In questa area del Paese la povertà è largamente diffusa e sono centinaia anche i bambini colpiti dalla malnutrizione grave. Nell’ospedale è stato aperto un centro nutrizionale con 60 posti letto: i piccoli restano ricoverati mediamente due mesi, sono curati e nutriti con alimenti particolari mentre alle mamme si insegnano i principi della corretta alimentazione. Quando i bambini fanno ritorno nei loro villaggi continuano ad essere accuditi a livello ambulatoriale: grazie all’impegno dell’ospedale sono infatti sorti in questa zona 25 centri di salute, dotati di dispensario e sala parto, che con ambulanze assicurano il trasporto in ospedale dei malati più gravi e seguono i pazienti dimessi.

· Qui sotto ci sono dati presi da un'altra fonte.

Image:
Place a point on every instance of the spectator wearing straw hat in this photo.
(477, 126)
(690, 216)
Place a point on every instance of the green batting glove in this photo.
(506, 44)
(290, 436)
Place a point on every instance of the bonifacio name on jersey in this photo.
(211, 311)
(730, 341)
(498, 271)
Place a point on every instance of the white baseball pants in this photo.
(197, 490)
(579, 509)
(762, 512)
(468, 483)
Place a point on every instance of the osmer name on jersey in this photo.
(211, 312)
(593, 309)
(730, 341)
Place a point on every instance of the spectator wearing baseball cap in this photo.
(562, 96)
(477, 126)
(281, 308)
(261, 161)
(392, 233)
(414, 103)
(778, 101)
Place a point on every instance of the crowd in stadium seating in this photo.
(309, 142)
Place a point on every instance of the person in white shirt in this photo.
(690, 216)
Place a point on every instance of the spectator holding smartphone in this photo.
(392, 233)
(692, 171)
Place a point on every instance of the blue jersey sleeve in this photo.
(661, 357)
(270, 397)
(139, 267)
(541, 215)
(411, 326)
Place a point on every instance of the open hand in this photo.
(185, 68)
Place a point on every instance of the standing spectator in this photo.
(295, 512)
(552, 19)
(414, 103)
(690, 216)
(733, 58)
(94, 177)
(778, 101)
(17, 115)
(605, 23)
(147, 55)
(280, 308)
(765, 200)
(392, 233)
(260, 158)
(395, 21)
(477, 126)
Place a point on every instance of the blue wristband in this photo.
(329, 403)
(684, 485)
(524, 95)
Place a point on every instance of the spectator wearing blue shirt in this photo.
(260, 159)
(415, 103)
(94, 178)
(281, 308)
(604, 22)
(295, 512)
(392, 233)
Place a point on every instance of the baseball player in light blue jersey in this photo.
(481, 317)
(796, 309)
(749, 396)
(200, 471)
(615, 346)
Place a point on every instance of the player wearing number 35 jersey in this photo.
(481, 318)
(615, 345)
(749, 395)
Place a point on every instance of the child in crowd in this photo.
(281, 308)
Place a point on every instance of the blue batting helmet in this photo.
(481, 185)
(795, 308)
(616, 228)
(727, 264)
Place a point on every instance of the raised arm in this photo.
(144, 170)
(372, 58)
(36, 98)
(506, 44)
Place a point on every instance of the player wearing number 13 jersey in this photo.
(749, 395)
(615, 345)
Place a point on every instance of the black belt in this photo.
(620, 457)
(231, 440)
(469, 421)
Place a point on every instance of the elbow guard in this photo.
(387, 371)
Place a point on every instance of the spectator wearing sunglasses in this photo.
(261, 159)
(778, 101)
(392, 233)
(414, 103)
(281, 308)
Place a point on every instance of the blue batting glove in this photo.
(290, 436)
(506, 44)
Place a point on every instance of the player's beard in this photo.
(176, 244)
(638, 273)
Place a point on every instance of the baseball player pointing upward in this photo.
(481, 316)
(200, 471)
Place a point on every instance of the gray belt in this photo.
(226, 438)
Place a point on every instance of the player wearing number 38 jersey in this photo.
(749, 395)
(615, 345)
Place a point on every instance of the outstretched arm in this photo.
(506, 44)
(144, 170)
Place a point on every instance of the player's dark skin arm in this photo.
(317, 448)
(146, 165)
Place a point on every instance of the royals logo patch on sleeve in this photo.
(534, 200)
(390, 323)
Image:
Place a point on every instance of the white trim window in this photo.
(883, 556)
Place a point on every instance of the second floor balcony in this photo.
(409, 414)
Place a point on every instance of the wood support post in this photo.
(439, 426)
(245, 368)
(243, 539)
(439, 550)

Nelle scorse settimane la pandemia di covid-19 ha raggiunto anche il Benin, che ha avviato una campagna di prevenzione distribuendo disinfettanti, installando fontanelle pubbliche, isolando i casi sospetti. In questo Paese, abitato da circa 7 milioni di persone, il numero dei contagi e dei decessi è rimasto molto esiguo. «Non sappiamo perché la popolazione sia per ora al riparo da questo virus», afferma fra Fiorenzo. «Forse ciò è dovuto all’infezione malarica che tutti noi abbiamo e alla feroce selezione naturale che c’è in questo continente. Purtroppo però la paura di contrarre il covid-19 sta uccidendo infinitamente di più di quanto farebbe il virus stesso». Moltissimi malati cronici e pazienti seguiti ambulatorialmente non vanno negli ospedali per paura di infettarsi e finiscono per aggravarsi e morire in casa dopo essersi rivolti ai guaritori. «Ci auguriamo che la situazione muti al più presto», dice fra Fiorenzo: «Intanto ci prendiamo cura dei pazienti più gravi che continuano a venire in ospedale e aspettiamo che riaprano le frontiere per poter assistere i pazienti provenienti dai Paesi limitrofi e accogliere gli specialisti europei che, utilizzando giorni di ferie, vengono periodicamente qui per effettuare interventi particolarmente complicati». In attesa che ciò accada e guardando al futuro fra Fiorenzo segue i nuovi progetti fra i quali la costruzione di un nuovo e più ampio pronto soccorso.